The clinical message contained in the conclusion of the report suggests that significant improvements in pain, function and strength were found in the experimental group beginning in the sixth week and the experimental group continued to improve throughout the study until the end (Jorge et al.2014). In contradiction, Table 2 of the report suggests that physical function, general health, emotional aspects and six minute walk test results had declined marginally in the experimental group participants 45 days from baseline during the programme.
The report claims that the progressive resistance exercise programme was effective in reducing pain and improving function yet there was no detected improvement in walking distance which is surprising given the overall recorded improvements in pain level, strength and function (Jorge et al.2014). There is however no attempt to offer an explanation for this anomaly but the reports merely recommends that further studies are needed to assess long term impact of osteoarthritis of the knee and other rheumatic conditions. The clinical value and impact of this trial on future physiotherapy application is therefore limited.

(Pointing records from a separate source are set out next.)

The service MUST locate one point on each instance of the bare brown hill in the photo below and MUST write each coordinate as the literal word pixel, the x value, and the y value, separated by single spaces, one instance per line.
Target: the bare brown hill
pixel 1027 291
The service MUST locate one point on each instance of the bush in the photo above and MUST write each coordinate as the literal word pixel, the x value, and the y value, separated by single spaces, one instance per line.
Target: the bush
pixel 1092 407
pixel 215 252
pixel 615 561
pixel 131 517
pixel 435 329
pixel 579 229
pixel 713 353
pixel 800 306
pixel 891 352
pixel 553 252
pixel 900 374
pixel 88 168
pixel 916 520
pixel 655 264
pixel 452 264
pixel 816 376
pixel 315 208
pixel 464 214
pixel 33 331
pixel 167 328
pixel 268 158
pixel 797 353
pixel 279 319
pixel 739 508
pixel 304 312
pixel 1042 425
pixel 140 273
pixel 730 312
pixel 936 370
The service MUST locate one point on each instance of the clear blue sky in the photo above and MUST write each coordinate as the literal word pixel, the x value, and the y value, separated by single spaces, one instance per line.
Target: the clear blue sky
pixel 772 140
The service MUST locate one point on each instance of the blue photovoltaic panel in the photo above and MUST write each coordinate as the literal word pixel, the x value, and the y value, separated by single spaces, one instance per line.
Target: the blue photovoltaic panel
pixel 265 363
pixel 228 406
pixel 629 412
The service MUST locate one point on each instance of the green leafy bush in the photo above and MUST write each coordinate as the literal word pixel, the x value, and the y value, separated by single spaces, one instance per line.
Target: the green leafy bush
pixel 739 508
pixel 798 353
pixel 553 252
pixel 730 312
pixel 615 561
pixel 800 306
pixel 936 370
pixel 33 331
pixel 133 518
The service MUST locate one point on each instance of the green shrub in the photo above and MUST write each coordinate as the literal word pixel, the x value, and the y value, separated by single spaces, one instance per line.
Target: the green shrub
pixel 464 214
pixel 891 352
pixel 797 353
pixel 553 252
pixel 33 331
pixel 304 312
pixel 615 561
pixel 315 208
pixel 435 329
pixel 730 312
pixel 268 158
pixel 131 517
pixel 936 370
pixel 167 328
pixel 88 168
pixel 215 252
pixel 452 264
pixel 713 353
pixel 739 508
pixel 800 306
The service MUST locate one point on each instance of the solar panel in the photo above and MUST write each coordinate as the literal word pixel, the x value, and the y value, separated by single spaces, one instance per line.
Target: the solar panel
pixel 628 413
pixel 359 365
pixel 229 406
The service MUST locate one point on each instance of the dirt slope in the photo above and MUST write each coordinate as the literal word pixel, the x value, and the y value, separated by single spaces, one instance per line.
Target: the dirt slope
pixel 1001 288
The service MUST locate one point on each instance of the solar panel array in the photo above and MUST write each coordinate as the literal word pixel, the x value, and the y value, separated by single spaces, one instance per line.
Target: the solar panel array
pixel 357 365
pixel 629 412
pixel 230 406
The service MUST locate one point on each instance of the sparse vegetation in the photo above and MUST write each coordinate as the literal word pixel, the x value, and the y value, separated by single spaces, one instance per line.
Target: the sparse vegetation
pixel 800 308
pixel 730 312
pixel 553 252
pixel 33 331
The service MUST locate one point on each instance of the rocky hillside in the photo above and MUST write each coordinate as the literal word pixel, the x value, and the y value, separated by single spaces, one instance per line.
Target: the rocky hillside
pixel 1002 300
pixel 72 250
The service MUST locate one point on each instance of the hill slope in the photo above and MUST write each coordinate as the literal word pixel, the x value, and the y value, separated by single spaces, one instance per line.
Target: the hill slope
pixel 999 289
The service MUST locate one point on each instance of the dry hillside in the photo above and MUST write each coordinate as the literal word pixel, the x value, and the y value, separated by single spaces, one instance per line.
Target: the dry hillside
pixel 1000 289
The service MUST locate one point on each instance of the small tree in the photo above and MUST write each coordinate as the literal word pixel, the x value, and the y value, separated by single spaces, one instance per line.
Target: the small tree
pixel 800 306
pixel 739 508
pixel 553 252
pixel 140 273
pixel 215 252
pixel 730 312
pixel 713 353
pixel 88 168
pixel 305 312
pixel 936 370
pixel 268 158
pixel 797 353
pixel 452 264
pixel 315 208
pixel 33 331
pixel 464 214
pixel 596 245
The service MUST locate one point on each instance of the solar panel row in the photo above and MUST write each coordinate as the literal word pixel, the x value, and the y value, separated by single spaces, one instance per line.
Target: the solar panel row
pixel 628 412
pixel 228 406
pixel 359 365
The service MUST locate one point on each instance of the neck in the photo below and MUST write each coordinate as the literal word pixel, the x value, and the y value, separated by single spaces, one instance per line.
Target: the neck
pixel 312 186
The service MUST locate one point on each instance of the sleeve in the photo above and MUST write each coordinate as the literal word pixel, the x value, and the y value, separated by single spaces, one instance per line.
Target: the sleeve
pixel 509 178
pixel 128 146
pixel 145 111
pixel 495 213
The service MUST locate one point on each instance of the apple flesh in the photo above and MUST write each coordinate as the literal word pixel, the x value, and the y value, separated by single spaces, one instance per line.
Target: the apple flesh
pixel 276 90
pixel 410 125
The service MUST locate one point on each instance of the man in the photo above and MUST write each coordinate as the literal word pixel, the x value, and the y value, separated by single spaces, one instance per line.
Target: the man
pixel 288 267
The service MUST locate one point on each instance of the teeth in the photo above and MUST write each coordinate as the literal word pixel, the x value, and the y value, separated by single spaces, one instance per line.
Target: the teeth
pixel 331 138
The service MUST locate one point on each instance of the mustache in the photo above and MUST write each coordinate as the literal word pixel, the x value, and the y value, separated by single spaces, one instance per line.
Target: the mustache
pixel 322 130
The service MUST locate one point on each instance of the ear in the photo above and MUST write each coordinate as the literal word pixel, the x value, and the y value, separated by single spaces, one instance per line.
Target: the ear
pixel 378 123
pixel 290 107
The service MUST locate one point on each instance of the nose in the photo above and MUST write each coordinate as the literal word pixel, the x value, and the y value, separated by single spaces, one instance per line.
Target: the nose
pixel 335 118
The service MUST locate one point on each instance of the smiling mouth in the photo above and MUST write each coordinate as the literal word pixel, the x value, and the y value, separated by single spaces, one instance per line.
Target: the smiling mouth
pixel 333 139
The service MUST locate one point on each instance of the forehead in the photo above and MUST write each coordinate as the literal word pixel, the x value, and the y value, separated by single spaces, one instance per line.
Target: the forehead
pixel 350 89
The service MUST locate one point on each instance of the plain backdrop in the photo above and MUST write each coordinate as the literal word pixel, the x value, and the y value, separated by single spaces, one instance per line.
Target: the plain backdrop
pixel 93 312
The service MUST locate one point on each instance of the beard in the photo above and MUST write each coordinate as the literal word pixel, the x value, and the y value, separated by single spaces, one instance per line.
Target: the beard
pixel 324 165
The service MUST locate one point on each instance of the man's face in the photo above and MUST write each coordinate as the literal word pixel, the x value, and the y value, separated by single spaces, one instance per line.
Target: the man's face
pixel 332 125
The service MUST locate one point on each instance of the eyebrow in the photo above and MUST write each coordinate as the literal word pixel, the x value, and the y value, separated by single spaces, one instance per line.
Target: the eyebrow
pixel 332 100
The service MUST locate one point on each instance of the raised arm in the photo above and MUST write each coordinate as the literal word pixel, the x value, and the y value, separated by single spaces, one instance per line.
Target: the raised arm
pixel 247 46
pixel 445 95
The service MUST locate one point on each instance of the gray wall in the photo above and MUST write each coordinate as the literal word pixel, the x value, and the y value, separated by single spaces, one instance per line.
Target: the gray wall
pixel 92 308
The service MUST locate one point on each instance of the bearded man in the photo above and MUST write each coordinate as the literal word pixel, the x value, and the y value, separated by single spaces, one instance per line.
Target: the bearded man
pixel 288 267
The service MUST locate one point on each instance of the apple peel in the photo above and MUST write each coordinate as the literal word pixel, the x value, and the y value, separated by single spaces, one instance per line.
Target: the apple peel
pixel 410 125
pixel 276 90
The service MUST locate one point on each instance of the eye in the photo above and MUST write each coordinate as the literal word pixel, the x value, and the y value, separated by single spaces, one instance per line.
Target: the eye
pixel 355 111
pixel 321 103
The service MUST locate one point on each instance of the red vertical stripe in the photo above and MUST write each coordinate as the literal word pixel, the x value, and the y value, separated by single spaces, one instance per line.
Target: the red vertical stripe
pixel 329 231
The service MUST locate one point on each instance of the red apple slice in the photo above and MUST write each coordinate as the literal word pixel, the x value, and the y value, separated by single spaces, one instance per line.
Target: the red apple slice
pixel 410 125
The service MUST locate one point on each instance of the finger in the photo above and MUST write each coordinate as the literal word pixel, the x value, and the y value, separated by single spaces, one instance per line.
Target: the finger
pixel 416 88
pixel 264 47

Notwithstanding the limitations and apparent contradictions highlighted in this review there is some evidence from this and other studies that progressive resistance exercise involving both the hip and knee muscles is beneficial to knee strength, mobility, pain intensity, social, emotional and mental health and well being (Jorge et al. 2014).
The report has however substantiated the authors’ submission that there is much scope for further research, especially with regard to improving walking distance amongst those females suffering osteoarthritis of the knee (Jorge et al. 2014).